Description
A refreshing and crunchy Apple Coleslaw combining the crispness of green and red cabbage with sweet and tart julienned apples, enhanced by a creamy, tangy dressing made from mayonnaise, Dijon mustard, apple cider vinegar, and honey. Perfect as a side dish for barbecues, picnics, or a light lunch.
Ingredients
Scale
Vegetables and Fruits
- 4 cups green cabbage, finely shredded
- 1 cup red cabbage, finely shredded (optional)
- 2 medium apples, julienned (Granny Smith or Honeycrisp recommended)

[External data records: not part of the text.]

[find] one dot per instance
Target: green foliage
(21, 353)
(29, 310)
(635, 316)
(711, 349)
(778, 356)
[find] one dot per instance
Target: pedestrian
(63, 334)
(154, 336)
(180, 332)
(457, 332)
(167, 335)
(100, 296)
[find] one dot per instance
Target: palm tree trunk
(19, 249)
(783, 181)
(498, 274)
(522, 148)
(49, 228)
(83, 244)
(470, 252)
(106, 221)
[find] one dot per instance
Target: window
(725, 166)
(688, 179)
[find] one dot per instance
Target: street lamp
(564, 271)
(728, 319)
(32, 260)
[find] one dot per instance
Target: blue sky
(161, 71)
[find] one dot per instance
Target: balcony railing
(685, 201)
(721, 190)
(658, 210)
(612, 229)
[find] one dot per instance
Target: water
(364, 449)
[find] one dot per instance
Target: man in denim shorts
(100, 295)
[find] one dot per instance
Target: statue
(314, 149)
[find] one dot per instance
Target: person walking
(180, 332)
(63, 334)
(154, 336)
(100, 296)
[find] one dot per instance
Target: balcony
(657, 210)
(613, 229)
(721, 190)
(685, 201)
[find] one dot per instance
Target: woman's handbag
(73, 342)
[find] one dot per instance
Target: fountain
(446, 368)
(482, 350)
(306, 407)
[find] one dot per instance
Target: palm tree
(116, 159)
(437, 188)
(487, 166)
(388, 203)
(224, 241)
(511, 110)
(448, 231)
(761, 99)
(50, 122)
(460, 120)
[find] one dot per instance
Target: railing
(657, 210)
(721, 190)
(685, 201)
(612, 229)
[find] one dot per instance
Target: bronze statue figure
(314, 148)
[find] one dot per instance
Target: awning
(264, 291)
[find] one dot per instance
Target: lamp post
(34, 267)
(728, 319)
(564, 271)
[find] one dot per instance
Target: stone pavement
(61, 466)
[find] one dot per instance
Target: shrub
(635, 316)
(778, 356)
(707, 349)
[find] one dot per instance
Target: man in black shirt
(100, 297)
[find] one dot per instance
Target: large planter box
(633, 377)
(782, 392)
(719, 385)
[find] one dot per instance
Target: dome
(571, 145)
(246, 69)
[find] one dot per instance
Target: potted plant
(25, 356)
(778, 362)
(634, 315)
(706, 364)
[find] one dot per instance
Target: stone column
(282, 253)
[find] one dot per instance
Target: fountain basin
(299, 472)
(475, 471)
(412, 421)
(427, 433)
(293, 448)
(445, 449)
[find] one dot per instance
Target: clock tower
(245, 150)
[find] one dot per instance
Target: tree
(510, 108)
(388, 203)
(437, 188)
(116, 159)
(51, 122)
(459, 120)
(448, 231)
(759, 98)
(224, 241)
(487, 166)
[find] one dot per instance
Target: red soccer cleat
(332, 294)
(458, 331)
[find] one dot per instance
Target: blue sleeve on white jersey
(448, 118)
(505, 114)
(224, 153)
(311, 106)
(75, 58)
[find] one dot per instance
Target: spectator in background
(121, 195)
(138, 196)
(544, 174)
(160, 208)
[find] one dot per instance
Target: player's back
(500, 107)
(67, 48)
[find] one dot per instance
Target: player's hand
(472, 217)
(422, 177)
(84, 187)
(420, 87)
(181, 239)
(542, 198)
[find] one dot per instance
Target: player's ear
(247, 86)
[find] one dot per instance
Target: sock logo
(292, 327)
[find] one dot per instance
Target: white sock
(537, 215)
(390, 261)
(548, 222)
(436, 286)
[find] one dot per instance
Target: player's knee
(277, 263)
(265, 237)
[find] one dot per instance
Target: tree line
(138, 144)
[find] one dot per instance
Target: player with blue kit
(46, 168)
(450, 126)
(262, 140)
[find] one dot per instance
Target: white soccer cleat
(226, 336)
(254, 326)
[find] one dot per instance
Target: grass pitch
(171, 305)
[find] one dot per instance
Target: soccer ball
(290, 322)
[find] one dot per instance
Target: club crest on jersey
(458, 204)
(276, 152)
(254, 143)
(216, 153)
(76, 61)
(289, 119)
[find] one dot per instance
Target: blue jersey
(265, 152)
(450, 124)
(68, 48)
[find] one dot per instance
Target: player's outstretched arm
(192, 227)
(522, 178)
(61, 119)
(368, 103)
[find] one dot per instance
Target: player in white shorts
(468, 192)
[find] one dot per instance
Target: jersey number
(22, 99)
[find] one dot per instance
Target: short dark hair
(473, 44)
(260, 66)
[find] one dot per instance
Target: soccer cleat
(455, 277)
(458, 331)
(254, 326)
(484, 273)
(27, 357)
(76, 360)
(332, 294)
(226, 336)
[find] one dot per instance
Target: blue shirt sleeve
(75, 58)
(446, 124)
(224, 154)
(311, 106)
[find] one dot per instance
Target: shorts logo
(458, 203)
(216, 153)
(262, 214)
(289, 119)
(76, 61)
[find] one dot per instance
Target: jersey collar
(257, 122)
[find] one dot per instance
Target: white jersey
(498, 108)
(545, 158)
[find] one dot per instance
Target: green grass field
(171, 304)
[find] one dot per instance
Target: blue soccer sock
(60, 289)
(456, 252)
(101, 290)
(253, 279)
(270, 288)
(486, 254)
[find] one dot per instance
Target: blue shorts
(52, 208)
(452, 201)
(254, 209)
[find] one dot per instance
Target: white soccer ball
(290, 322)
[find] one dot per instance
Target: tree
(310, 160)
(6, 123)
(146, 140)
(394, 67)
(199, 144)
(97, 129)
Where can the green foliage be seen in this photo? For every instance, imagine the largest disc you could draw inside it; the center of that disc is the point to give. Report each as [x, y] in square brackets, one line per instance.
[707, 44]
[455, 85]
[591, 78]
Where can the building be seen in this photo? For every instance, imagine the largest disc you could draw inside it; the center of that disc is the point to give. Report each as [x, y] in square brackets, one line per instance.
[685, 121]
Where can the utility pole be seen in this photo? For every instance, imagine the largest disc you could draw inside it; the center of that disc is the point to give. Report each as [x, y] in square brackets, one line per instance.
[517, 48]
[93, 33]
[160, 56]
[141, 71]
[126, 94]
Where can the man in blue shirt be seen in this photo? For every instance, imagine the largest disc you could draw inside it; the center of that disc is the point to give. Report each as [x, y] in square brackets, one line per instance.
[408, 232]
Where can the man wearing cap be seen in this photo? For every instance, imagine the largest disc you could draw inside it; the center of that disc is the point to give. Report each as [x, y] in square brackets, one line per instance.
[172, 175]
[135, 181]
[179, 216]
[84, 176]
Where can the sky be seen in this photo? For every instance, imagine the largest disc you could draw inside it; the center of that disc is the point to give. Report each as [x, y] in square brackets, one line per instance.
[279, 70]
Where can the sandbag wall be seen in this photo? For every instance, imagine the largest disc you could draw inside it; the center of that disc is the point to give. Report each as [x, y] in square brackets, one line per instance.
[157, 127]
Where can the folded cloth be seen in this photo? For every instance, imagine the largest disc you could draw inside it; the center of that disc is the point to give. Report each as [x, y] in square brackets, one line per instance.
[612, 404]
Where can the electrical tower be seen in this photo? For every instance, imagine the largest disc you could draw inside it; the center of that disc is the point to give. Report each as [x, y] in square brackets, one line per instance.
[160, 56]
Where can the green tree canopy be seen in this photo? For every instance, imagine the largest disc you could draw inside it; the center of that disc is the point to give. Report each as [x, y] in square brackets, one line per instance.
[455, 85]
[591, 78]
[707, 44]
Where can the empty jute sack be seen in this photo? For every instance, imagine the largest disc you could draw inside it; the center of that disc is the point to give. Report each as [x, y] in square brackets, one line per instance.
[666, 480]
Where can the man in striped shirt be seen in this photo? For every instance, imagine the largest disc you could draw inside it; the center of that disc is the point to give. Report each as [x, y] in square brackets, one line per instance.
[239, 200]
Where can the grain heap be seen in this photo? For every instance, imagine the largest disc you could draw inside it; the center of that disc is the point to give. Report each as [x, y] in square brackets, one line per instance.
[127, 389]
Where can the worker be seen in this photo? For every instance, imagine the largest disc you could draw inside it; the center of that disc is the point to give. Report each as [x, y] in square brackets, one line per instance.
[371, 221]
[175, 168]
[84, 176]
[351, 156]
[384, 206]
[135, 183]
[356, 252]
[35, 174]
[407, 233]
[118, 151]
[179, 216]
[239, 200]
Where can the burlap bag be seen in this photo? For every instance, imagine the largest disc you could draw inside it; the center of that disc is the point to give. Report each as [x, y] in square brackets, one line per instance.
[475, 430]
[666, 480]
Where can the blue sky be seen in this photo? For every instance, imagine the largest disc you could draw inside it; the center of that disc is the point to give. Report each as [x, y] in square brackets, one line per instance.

- 1 medium carrot, shredded
- 1/4 cup red onion, thinly sliced (optional)
Nuts
- 1/3 cup chopped pecans or walnuts (optional)
Dressing
- 1/2 cup mayonnaise
- 1 tablespoon Dijon mustard
- 1 tablespoon apple cider vinegar
- 1 tablespoon honey or maple syrup
- 1/4 teaspoon salt (to taste)
- 1/4 teaspoon freshly ground black pepper
Instructions
- Prepare the vegetables and fruits: Finely shred the green and red cabbage, julienne the apples, shred the carrot, and thinly slice the red onion if using. Place all these in a large mixing bowl.
- Make the dressing: In a separate small bowl, whisk together mayonnaise, Dijon mustard, apple cider vinegar, honey or maple syrup, salt, and freshly ground black pepper until smooth and creamy.
- Toss the salad: Pour the dressing over the shredded vegetables and julienned apples. Toss well to ensure everything is coated evenly with the dressing.
- Add the nuts: Fold in the chopped pecans or walnuts if using, adding a pleasant crunch to the coleslaw.
- Chill before serving: Cover the coleslaw and refrigerate for at least 30 minutes to allow the flavors to meld and the salad to chill thoroughly.
- Serve: Give the coleslaw a final toss before serving as a vibrant and tasty side dish.
Notes
- For extra tang, you can increase the apple cider vinegar slightly based on taste preference.
- Using tart apples like Granny Smith provides a perfect balance with the creamy dressing.
- Optional ingredients like red cabbage, red onion, and nuts can be omitted or substituted depending on preference or allergies.
- This coleslaw pairs wonderfully with grilled meats, sandwiches, or as a refreshing salad on its own.
- Store leftovers in an airtight container in the refrigerator and consume within 2 days for best freshness.